I fili della storia ondeggiano tra il pubblico e il privato: da una parte la depressione e l’isolamento, dall’altro una società distratta e la capacità del potere di sfruttare qualsiasi occasione per creare propaganda. La relazione tra evento e personaggio fa da cornice e serve a dare forma narrativa al più ampio progetto di Bodea, che ci spiega: «il libro si basa sulla mia pratica di prendere appunti disegnati per strada. Sono delle scene compresse, come delle vignette. Hesus è nato dal desiderio di portare in un mondo diverso questi dettagli che ho osservato, in un luogo dove diventano assolutamente necessari perché sull’orlo dell’estinzione.» L’autrice dunque attinge alle sue numerosissime Visual notes, ne seleziona una cinquantina e le inserisce all’interno del fumetto.

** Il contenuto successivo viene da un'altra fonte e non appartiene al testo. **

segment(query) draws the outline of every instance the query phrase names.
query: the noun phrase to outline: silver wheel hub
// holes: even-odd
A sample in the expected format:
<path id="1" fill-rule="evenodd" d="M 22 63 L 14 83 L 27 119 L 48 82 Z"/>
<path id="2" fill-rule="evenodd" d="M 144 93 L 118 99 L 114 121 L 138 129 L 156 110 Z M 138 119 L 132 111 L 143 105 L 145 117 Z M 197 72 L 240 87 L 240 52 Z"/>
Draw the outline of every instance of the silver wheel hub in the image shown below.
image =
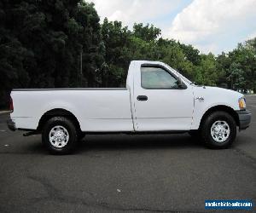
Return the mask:
<path id="1" fill-rule="evenodd" d="M 217 142 L 224 142 L 230 135 L 230 129 L 227 122 L 218 120 L 211 127 L 211 135 Z"/>
<path id="2" fill-rule="evenodd" d="M 57 148 L 65 147 L 69 140 L 69 134 L 63 126 L 54 126 L 49 133 L 49 141 L 50 144 Z"/>

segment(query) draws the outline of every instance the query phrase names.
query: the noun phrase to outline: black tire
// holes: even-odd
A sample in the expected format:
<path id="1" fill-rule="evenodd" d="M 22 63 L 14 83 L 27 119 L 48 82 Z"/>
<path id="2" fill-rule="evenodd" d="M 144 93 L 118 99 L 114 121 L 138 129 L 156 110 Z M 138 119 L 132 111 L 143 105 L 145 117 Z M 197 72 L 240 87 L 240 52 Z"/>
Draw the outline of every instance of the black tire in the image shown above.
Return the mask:
<path id="1" fill-rule="evenodd" d="M 229 136 L 221 142 L 218 142 L 211 135 L 211 128 L 217 121 L 224 121 L 230 127 Z M 231 146 L 236 136 L 236 124 L 233 117 L 226 112 L 214 112 L 208 115 L 201 127 L 202 142 L 209 148 L 222 149 Z"/>
<path id="2" fill-rule="evenodd" d="M 49 133 L 55 126 L 64 128 L 68 133 L 68 140 L 62 147 L 57 147 L 52 145 L 49 139 Z M 65 131 L 66 131 L 65 130 Z M 53 117 L 49 119 L 44 125 L 42 131 L 42 141 L 47 149 L 53 154 L 67 154 L 72 153 L 76 147 L 78 141 L 78 131 L 73 123 L 65 117 Z M 58 142 L 54 142 L 58 143 Z"/>

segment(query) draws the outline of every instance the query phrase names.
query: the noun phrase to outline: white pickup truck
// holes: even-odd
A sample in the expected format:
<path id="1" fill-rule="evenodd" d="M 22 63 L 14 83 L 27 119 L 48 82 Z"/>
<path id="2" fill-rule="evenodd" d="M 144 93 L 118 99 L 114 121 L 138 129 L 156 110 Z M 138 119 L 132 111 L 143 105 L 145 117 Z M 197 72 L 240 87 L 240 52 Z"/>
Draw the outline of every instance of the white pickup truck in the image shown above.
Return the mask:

Per quanto l’immagine di qualcuno che gira la città e prende appunti faccia pensare alla pratica giornalistica, quella di Bodea è un’estetica che rifugge l’oggettività, rivendicando anzi lo spazio del sentimento: attraverso il disegno, continua l’autrice, «posso mostrare non solo quello che vedo, ma anche quello che penso di quello che vedo.» Il tratto non mente, non è fotografico né realista, ma umoristico: «è una testimonianza, ma con licenza poetica. Abbiamo bisogno di fatti nudi e verità documentarie, ma dobbiamo anche essere consapevoli degli artifici e dei trucchi della realtà.»

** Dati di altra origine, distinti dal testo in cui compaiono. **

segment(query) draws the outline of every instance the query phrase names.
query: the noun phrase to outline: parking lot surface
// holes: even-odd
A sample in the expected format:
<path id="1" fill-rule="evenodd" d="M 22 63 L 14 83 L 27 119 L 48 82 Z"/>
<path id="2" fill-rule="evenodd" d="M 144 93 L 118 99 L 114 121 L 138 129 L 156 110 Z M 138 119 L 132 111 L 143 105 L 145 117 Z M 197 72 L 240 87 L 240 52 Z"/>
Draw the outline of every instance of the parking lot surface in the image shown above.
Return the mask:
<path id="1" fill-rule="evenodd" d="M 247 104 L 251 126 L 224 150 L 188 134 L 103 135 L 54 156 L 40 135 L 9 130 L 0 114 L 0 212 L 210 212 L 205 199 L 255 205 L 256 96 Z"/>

The fact finder è il titolo del libro, del blog tenuto da Hesus e Alois, del profilo Instagram dell’autrice, del suo progetto espositivo: non c’è soluzione di continuità tra gli appunti e il fumetto. Nelle Visual notes dell’autrice ogni immagine isola un particolare che corrisponde a una storia da raccontare; allo stesso modo, ogni volta che rivela un Intrux Hesus racconta un aneddoto: diverse narrazioni minori si aggiungono così al racconto dell’evento storico e della condizione esistenziale del protagonista. In questo modo, Bodea costruisce la storia per quadretti che spesso ricordano la struttura della striscia comica.

La narrazione ne è condizionata e procede sincopata: è un libro piacevole e a tratti divertente, ma non è una lettura che fila liscia né cerca l’agio del lettore.
Le corrispondenze tra i progetti proseguono poi sul versante figurativo: il fumetto è caratterizzato da una linea piatta e sintetica. Questo, che nel lavoro sul campo corrisponde a una necessaria velocità di realizzazione, comporta una resa singolare: l’autrice sceglie di semplificare al massimo la struttura della pagina, mantenendo le vignette il più frequentemente possibile della stessa dimensione, così da evitare distrazioni. Questa ricercata monotonia si accompagna tanto all’assenza di profondità prospettica e plastica – alla base del disegno tramite ‘linea’ – quanto a delle sporcature estetiche e a delle sintesi estreme che, avvicinandosi all’astrazione, inceppano la fluidità narrativa. È una linea chiara espressionista: un ossimoro. D’altra parte, però, l’antitesi è la cifra del libro sin dalla copertina, dove la storia è definita «tragicommedia», e l’attrito che lo stile opera sul racconto è il segno di una volontà precisa, perché permette all’autrice di frenare lo sguardo del lettore e avvicinarlo ai dettagli.

Nel racconto, infatti, Bodea riesce a parlare del narcisismo, dell’emigrazione, dello spaesamento, della violenza verbale, ma al centro rimane il problema dello sguardo: che cosa fare quando le immagini si accumulano a migliaia, senza che vi si possa dedicare più di qualche secondo?

«Questa condizione mi rattrista, ed è per questo che ho costruito la mia opera cercando di rallentare un po’ le cose.» Bodea riesce nel suo intento grazie a uno stile coraggioso e a un personaggio marginale, antieroico, che proprio in quanto tale rimane fuori dal flusso sociale e produttivo, portando così in dote un ritmo lento e straniante.